Homework questions: Convert twelve quarts and twelve tablespoons into a single unit of quarts. How many cups are there in four pounds of honey? You are catering a function of 350 people; you estimate that each person will eat three quarters of a cup of potato chips; how many pounds of chips should you order?
Such things were important to know. A pint is not a pound the world round. A pint of ground cinnamon, for instance, is only half a pound; a pint of honey is a pound and a half.
“You will be doing a lot of conversions when you get to Skill Development One,” Julia Hill told her class. “If you're not comfortable with conversions, get comfortable.” Hill used to be an accountant. She left that profession to become a restaurant manager. Eleven years ago, she arrived at this school to take a continuing education course and never left. “The moment I set foot on this campus,” she said, “I knew this was where I belonged.”
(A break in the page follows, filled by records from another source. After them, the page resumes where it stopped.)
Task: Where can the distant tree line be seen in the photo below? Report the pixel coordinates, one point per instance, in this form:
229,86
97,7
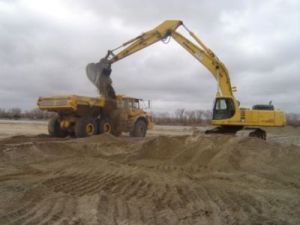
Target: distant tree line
179,117
17,113
183,117
203,117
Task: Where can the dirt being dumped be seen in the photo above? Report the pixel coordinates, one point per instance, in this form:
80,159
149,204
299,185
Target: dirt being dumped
157,180
99,75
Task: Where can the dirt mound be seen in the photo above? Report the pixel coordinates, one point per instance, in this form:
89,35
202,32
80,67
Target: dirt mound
158,180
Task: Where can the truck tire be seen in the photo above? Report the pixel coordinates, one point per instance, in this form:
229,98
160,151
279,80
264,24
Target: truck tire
54,129
105,126
140,129
85,127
Her class, a review of math applications relevant to the food-service industry, was an interesting series of puzzles. When possible, she would have students bring their knife kits, hard black briefcases filled with tools. They would take apart pounds of carrots in problems addressing “as purchased quantity” and “edible portion quantity.” The class began with three days of basic math, fractions, decimals and how they behaved, then moved into conversions, cost, costing recipes, ratios, and lastly alcohol measurements.
“The definition of ‘cost' in this industry,” she told the class, “is: cost is what you use, not how much you bought it for.” Cost, therefore, was an idea, not necessarily an absolute. But this was about as close to the world of ideas as the class got, and many were glad for this. Some loathed del Grosso's class, but loved the concreteness of Culinary Math. Others hated both classes and spent nine weeks longing for the kitchen.
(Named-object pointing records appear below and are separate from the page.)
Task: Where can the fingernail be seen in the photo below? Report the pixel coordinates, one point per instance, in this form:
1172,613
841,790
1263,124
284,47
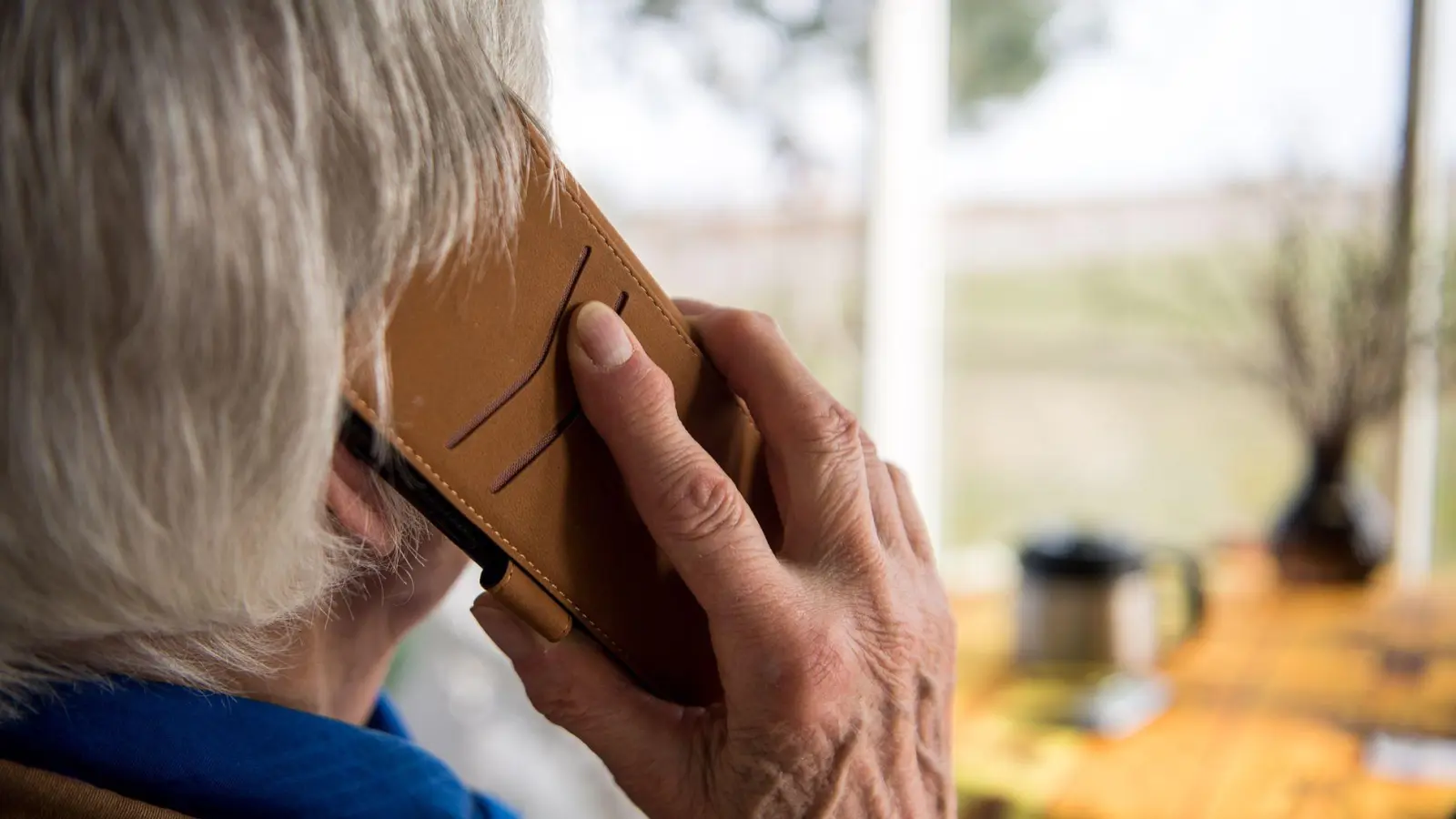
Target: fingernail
506,630
603,336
This was A Block. The people in it were called A Blockers. Their average age was twenty-six, and 10 percent of them would drop out. Twenty-five percent of them were women, 12 percent were minorities. A Blockers wore street clothes, but were requested to dress in light shirts, dark slacks or skirts, and dark shoes. B Block, which included sanitation and nutrition, followed A Block, and C Block—Meat Identification and Fabrication—came after that. This never varied; every graduate had gone through the school this regimental way since 1976, when the Culinary shifted to what it called a progressive learning year, though the curriculum itself expanded considerably during the following two decades. Each block, fourteen class days spread over three weeks, built upon the previous block.